How far away from your father can you run? The boy disappeared into the corn, the green blades whisking and whispering as he raced down each canopied lane. The stalks snagged him once, twice, and he cried out like a wounded bird, grasping his elbow, but he didn’t fall. Once, he’d seen a boy break his arm in the schoolyard; there had been a bough-like crack of the thick bone snapping and when the boy stood, his arm hung askew with the bone protruding like a split ash kitchen spoon—

“Henry Forge, Henry Forge!”

Number one, I am Henry Forge.

His father’s voice echoed across the warped table of the earth, domine deus omnipotens, dictator perpetuo, vivat rex, Amen! The thick husks strained their ears toward the sound, but the boy was tearing across the tillable soil, soil that had raised corn for generations and once upon a time cattle with their stupid grazing and their manure stench. He was sick to death of cattle and he was only nine.

Number two, curro, currere, cucurri, cursus. I am forever running.

Silly child, he couldn’t know that the plants announced him, the flaxen roof of the corn dancing and shaking as he passed, then settling back to coy stillness, or that his father was not in pursuit, but stood watching this foolish passage from the porch. On the second story, a window whined and a blonde voiceless head protruded with a pale, strangely transmissive hand making gestures for John Henry, John Henry. It pounded the sill twice. But the man just remained where he was, eyes to his son’s headlong retreat.

The young boy was slowing now in the counterfeit safety of distance. He boxed the corn, some daring to feint and return, some breaking at the stalk. He didn’t care; his mind refused to flow on to some future time when redress might be expected or demanded. There was fun in the flight, fun borrowed against a future that seemed impossible now. He had nearly forgotten the bull.

Number three, Gentlemen of the jury, I am not guilty!

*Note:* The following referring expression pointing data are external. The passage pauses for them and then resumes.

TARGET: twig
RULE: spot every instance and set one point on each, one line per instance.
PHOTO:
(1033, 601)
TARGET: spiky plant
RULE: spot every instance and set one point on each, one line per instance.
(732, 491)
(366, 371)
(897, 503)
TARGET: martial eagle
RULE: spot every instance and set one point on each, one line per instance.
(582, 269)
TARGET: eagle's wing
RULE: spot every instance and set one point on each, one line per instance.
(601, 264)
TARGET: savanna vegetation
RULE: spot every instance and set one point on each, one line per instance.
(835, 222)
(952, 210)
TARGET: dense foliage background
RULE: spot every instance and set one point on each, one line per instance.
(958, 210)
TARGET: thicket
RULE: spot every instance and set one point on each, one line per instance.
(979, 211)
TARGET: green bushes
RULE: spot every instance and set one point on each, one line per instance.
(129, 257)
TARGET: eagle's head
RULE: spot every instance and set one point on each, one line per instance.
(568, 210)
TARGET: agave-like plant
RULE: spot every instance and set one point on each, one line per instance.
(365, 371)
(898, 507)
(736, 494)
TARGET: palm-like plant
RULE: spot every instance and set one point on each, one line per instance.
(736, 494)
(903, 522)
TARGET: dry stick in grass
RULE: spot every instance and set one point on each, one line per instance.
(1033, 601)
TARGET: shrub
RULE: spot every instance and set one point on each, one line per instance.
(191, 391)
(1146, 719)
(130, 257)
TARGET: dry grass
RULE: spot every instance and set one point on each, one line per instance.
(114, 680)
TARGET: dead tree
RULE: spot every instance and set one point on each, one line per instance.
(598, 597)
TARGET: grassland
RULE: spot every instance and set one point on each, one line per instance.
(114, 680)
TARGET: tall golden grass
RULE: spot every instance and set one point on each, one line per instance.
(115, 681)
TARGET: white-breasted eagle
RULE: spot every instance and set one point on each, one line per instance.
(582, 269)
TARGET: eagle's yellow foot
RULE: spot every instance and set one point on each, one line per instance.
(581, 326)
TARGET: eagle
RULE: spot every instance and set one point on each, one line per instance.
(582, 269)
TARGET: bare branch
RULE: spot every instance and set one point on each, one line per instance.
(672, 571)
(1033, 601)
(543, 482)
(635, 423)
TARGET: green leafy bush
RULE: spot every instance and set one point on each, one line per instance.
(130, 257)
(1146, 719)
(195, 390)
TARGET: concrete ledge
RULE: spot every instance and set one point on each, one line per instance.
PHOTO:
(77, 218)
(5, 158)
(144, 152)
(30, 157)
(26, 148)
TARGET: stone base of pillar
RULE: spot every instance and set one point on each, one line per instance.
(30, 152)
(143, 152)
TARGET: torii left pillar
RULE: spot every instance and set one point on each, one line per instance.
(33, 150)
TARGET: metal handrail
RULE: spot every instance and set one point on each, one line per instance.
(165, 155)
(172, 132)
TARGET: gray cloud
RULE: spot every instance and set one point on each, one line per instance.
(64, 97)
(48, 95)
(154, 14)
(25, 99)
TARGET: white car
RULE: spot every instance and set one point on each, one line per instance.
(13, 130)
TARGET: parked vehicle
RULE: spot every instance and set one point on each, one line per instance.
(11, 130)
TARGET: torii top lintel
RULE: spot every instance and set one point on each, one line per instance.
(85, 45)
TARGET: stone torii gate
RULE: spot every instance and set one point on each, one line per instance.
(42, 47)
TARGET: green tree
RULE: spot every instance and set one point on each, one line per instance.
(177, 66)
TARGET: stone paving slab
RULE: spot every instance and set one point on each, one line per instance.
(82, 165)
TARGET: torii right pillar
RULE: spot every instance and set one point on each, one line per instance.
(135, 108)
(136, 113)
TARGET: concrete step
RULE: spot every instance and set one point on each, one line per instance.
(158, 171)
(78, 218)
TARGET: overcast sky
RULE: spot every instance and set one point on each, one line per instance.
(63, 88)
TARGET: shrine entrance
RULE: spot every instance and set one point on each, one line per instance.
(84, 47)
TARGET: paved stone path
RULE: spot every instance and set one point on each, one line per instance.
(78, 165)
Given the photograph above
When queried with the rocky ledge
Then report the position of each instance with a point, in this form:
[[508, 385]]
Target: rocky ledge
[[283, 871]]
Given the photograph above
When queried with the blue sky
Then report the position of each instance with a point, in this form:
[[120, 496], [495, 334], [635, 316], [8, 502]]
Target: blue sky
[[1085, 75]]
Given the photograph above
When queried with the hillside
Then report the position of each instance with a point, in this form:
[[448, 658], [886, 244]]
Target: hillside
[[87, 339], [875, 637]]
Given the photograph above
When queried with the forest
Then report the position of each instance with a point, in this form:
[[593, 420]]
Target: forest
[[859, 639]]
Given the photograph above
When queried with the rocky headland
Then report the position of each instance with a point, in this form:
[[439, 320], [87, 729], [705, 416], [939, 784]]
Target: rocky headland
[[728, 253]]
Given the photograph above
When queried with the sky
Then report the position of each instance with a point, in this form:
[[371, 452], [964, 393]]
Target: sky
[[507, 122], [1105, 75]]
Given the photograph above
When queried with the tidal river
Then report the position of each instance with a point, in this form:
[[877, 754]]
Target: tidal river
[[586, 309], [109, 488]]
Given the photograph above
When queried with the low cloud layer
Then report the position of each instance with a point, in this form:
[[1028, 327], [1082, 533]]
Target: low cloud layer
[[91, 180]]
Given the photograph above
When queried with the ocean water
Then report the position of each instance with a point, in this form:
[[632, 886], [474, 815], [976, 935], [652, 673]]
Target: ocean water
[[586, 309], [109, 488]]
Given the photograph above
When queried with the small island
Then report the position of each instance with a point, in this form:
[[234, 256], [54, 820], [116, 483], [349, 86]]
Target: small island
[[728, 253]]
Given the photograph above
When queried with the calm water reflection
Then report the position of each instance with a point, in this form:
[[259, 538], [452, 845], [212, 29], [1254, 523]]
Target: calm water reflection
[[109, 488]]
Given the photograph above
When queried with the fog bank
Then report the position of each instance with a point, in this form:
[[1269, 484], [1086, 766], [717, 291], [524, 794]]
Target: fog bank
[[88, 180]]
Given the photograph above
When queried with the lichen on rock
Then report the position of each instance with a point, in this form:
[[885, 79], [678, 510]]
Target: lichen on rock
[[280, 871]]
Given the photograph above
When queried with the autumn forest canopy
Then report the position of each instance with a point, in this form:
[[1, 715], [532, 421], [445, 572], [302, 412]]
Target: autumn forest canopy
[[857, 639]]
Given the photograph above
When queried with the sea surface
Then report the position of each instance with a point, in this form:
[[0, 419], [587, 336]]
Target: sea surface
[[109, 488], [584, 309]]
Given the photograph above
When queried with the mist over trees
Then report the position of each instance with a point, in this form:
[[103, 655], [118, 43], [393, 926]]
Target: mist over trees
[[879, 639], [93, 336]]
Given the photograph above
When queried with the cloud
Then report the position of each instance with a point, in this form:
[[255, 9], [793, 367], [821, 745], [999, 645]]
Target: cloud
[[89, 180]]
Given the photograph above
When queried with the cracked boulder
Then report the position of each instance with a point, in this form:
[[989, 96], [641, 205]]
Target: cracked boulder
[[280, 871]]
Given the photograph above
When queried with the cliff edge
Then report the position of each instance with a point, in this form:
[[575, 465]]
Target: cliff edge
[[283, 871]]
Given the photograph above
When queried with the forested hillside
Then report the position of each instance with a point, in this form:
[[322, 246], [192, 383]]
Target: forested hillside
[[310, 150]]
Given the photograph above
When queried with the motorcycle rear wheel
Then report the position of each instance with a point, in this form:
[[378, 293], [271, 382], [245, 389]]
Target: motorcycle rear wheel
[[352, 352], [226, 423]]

The corn spat him out. His face scraped by the gauntlet, he clutched handfuls of husk and stood hauling air with his hair startled away from his forehead. Here the old land is the old language: The remnants of the county fall away in declining slopes and swales from their property line. The neighbor’s tobacco plants extend as far as the boy can see, so that impossibly varying shades of green seem to comprise the known world, the undulating earth an expanse of green sea dotted only by black-ship tobacco barns, a green so penetrating, it promises a cool, fertile core a mile beneath his feet. In the distance, the fields incline again, slowly rippling upward, a grassed blanket shaken to an uncultivated sky. A line of trees traces the swells on that distant side, forming a dark fence between two farms. The farmhouse roofs are black as ink with their fronts obscured by evergreens, so the world is black and green and black and green without interruption, just filibustering earth. The boy knows the far side of that distant horizon is more of the bright billowing same, just as he knows they had once owned all of this land and more when they came through the Gap and staked a claim, and if they were not the first family, they were close. They were Kentuckians first and Virginians second and Christians third and the whole thing was sterling, his father said. The whole goddamn enterprise.